With fervent thanksgiving.midi

It took me twelve years to bring this hymn to its present condition, and I’m not sure if it’s finished yet. In it singers take on the voice of Paul, a Jew , re-born as a Jewish Christian. At issue is how we understand us in Paul’s testimony I am convinced that … nothing in all creation will be able to separate us … (Romans 8.39). An earlier edition of this hymn-text prompted the commentary that follows; though the words are slightly different, the substance is the same.


There always has been, and there still is, an urgent need for Christians to stand in solidarity with their elder siblings, the Jews. The need has been all the more pressing because throughout history Christians have been the Jews’ chief adversaries.

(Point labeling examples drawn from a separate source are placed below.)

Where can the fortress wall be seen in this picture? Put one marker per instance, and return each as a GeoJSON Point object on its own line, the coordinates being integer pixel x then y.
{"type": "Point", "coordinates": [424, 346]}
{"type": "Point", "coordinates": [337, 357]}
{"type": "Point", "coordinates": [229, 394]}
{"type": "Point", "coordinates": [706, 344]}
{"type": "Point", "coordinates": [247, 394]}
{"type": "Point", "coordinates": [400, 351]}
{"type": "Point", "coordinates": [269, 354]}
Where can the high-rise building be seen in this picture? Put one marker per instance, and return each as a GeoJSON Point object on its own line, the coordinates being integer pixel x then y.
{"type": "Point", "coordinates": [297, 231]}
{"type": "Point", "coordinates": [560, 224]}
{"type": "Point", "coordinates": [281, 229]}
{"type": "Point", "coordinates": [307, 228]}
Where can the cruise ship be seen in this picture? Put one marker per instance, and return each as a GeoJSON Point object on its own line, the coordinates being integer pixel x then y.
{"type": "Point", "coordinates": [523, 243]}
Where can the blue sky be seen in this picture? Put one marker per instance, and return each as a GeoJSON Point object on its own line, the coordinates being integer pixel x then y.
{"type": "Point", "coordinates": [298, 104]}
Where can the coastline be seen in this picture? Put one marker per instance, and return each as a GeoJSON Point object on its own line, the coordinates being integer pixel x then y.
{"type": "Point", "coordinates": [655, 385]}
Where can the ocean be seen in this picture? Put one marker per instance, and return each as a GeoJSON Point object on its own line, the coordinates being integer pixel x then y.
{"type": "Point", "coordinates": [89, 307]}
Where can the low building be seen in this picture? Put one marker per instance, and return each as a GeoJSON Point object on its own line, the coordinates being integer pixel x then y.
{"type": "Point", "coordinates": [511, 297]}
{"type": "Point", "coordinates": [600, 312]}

There is arguably no better place to work – that is, pray – through the issues raised by Christian consciousness of their relationship with Jews than Paul’s Letter to the Romans, particularly 3.1-2 and chapters 9-11. There Paul, a Jew before he became a Jewish Christian and apostle to Gentiles, forthrightly asserted that the advantage of the Jews is that they were entrusted with the oracles of God[1] …’ These tokens, according to Paul, are eight-fold: the adoption, the glory, the covenants, the giving of the law, the worship, and the promises; to them belong the patriarchs, and from them, according to the flesh, comes the Messiah, who is over all, God blessed for ever.[2] But from the time of Marcion, who died around 160, through to the present, there has been vocal resistance to the implications of this: Christian heretics have repudiated the salvific significance of the Hebrew Scriptures, preferring to emphasise ‘a Gospel of Love to the absolute exclusion of the Law’[3]. Those who argue for ‘supersessionism’ – the assertion that Christians have supplanted Jews in God’s favour – find support for their case in Romans 9-11, in precisely those chapters where Paul argues for the indissoluble relatedness of Jews and Gentiles, Jews and Christians, within God’s loving purposes[4]

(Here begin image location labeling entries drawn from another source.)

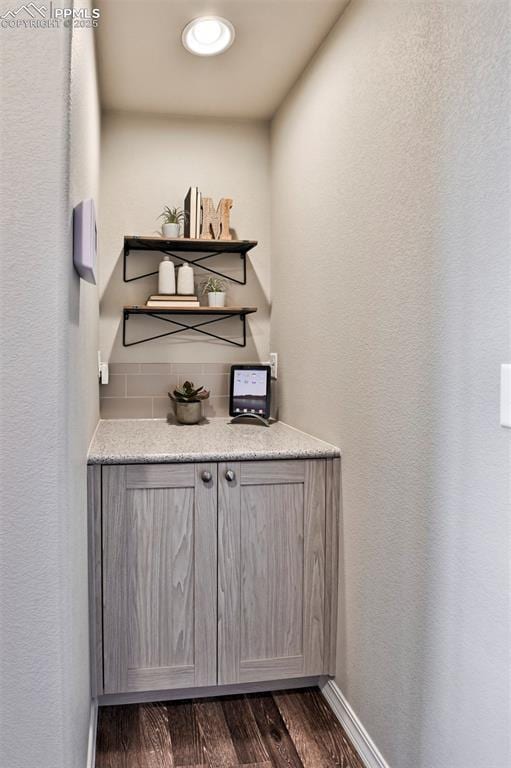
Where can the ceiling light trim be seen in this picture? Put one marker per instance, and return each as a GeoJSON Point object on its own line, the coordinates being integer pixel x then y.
{"type": "Point", "coordinates": [219, 40]}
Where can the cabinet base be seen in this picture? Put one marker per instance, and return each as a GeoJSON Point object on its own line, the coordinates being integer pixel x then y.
{"type": "Point", "coordinates": [211, 691]}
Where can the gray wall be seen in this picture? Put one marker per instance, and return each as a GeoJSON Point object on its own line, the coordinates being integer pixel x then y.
{"type": "Point", "coordinates": [48, 397]}
{"type": "Point", "coordinates": [148, 161]}
{"type": "Point", "coordinates": [390, 283]}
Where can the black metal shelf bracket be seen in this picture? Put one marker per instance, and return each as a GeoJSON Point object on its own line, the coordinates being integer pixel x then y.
{"type": "Point", "coordinates": [183, 327]}
{"type": "Point", "coordinates": [195, 262]}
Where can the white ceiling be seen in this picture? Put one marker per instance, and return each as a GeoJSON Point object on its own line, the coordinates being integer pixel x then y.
{"type": "Point", "coordinates": [144, 67]}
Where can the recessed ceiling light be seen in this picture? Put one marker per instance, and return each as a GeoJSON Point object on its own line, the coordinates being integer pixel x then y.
{"type": "Point", "coordinates": [208, 35]}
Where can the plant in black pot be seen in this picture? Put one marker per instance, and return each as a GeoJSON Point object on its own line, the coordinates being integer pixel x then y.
{"type": "Point", "coordinates": [188, 402]}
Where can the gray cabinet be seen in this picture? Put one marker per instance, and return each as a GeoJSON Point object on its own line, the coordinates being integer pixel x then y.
{"type": "Point", "coordinates": [212, 573]}
{"type": "Point", "coordinates": [159, 577]}
{"type": "Point", "coordinates": [271, 566]}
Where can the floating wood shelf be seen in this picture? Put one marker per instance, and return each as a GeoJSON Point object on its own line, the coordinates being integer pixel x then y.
{"type": "Point", "coordinates": [177, 247]}
{"type": "Point", "coordinates": [213, 315]}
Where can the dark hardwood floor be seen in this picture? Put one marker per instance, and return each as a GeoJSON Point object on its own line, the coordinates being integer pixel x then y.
{"type": "Point", "coordinates": [291, 729]}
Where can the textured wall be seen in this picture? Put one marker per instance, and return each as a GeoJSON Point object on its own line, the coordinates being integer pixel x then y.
{"type": "Point", "coordinates": [391, 316]}
{"type": "Point", "coordinates": [151, 161]}
{"type": "Point", "coordinates": [48, 397]}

This hymn seeks to stand in Paul’s shoes and to argue as he did. Beginning at the end of Romans 8, the worshipper affirms that ‘God’s love in Christ Jesus in those who believe (is) the power of salvation, (and) is grace to receive’; and ‘no thing can drive us apart’. Like Paul, the hymn points to salvation conceived more generously than for Christians alone: his us in Romans 8.39, and the hymn’s ‘us’ in line four of the first stanza, are inclusive, not exclusive, pronouns.

The hymn’s second stanza, a paraphrase of Romans 9.1-3, makes it plain that, at the very least, ‘us’ includes Jews with Jewish and Gentile Christians. Singers are invited to feel with Paul the great sorrow and unceasing anguish in my heart, his wish that he himself were accursed and cut off from Christ – an extraordinarily powerful expression of feeling – for the sake of my own people.

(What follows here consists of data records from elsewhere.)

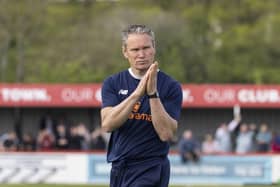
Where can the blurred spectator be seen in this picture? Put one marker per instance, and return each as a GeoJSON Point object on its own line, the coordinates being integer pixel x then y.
{"type": "Point", "coordinates": [45, 140]}
{"type": "Point", "coordinates": [223, 135]}
{"type": "Point", "coordinates": [263, 139]}
{"type": "Point", "coordinates": [209, 145]}
{"type": "Point", "coordinates": [28, 143]}
{"type": "Point", "coordinates": [98, 140]}
{"type": "Point", "coordinates": [188, 147]}
{"type": "Point", "coordinates": [244, 140]}
{"type": "Point", "coordinates": [84, 133]}
{"type": "Point", "coordinates": [275, 144]}
{"type": "Point", "coordinates": [10, 141]}
{"type": "Point", "coordinates": [253, 128]}
{"type": "Point", "coordinates": [47, 122]}
{"type": "Point", "coordinates": [75, 140]}
{"type": "Point", "coordinates": [61, 137]}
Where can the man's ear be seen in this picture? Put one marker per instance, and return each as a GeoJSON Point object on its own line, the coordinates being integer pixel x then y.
{"type": "Point", "coordinates": [124, 51]}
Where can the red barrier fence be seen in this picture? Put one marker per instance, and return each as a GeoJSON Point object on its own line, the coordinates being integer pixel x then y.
{"type": "Point", "coordinates": [88, 95]}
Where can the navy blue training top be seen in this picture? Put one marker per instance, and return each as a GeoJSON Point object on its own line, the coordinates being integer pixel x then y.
{"type": "Point", "coordinates": [137, 138]}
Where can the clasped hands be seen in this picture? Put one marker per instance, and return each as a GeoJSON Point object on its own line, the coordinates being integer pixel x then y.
{"type": "Point", "coordinates": [148, 84]}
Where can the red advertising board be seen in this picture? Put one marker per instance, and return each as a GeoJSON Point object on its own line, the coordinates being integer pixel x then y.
{"type": "Point", "coordinates": [89, 95]}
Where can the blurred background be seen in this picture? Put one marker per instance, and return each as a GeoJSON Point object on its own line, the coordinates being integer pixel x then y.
{"type": "Point", "coordinates": [72, 43]}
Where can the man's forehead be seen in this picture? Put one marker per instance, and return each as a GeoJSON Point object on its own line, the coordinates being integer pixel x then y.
{"type": "Point", "coordinates": [138, 39]}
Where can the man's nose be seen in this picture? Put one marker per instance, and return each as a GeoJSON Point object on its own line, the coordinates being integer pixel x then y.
{"type": "Point", "coordinates": [141, 53]}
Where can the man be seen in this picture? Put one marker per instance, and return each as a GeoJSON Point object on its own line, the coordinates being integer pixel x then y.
{"type": "Point", "coordinates": [141, 107]}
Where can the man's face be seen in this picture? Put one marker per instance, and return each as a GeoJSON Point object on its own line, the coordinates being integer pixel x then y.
{"type": "Point", "coordinates": [139, 51]}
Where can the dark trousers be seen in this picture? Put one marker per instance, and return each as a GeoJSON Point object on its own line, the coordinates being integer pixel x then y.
{"type": "Point", "coordinates": [152, 172]}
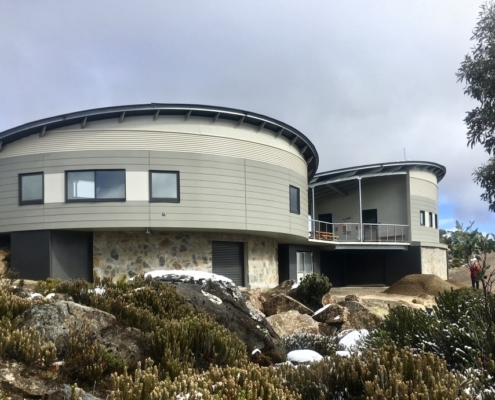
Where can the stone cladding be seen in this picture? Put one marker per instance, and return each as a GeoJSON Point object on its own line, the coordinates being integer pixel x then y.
{"type": "Point", "coordinates": [125, 254]}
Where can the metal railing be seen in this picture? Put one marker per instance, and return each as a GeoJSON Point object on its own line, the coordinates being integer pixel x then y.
{"type": "Point", "coordinates": [353, 232]}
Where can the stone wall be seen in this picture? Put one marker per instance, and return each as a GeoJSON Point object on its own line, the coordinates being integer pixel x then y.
{"type": "Point", "coordinates": [434, 261]}
{"type": "Point", "coordinates": [126, 254]}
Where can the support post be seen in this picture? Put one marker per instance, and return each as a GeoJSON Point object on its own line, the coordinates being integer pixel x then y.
{"type": "Point", "coordinates": [361, 233]}
{"type": "Point", "coordinates": [313, 211]}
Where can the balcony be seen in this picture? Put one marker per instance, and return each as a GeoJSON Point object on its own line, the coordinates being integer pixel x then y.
{"type": "Point", "coordinates": [354, 232]}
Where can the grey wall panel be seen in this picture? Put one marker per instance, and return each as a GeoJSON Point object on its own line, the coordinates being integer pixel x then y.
{"type": "Point", "coordinates": [216, 192]}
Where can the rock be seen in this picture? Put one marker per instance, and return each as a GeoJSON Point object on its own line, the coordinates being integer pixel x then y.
{"type": "Point", "coordinates": [352, 297]}
{"type": "Point", "coordinates": [19, 380]}
{"type": "Point", "coordinates": [291, 322]}
{"type": "Point", "coordinates": [359, 316]}
{"type": "Point", "coordinates": [328, 299]}
{"type": "Point", "coordinates": [64, 392]}
{"type": "Point", "coordinates": [328, 330]}
{"type": "Point", "coordinates": [253, 299]}
{"type": "Point", "coordinates": [60, 319]}
{"type": "Point", "coordinates": [331, 314]}
{"type": "Point", "coordinates": [282, 303]}
{"type": "Point", "coordinates": [233, 313]}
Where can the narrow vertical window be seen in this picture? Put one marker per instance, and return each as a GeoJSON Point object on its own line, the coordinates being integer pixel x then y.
{"type": "Point", "coordinates": [164, 186]}
{"type": "Point", "coordinates": [422, 218]}
{"type": "Point", "coordinates": [304, 260]}
{"type": "Point", "coordinates": [294, 200]}
{"type": "Point", "coordinates": [31, 188]}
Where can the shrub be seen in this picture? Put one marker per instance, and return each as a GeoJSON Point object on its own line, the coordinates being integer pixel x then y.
{"type": "Point", "coordinates": [386, 373]}
{"type": "Point", "coordinates": [311, 290]}
{"type": "Point", "coordinates": [250, 382]}
{"type": "Point", "coordinates": [88, 361]}
{"type": "Point", "coordinates": [180, 337]}
{"type": "Point", "coordinates": [324, 345]}
{"type": "Point", "coordinates": [25, 345]}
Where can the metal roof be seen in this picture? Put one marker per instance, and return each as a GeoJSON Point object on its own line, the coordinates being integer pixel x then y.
{"type": "Point", "coordinates": [280, 129]}
{"type": "Point", "coordinates": [374, 170]}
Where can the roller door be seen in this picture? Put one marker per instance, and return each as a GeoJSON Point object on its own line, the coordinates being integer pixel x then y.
{"type": "Point", "coordinates": [228, 260]}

The third stanza presumes to take further Paul’s concern for his own people, ‘to hold all God’s creatures whom sin drives apart’. (‘Creatures’ includes people, but people have obstinately refused to include all creatures.). Adopting Paul’s voice, the hymn’s singers undertake not to ‘desert them who scorn to receive (the grace which is power of salvation)’, but ‘in Christ’s name’ to ‘call them, this grace to believe’. Then, in the last stanza, using Paul’s imagery in their own voices, the worshippers effusively pray that all may ‘feast together, let grace quench our thirst’.

[1] Romans 3.1-2

[2] Romans 9.4-5

[3] Oxford Dictionary of the Christian Church: Marcion

[4] One might seek to supplement Paul by speculating about the source and the strength of the animus which Christians have directed against Jews. ‘Yet each man kills the thing he loves’ wrote Oscar Wilde in The Ballad of Reading Gaol; it may be suspected that, in their collective struggle to survive under and relate to the oppressive powers of the state, Christians were and are only too ready to suppress and thence sacrifice that Jewish part of themselves which critiques all forms of idolatry, public as well as private.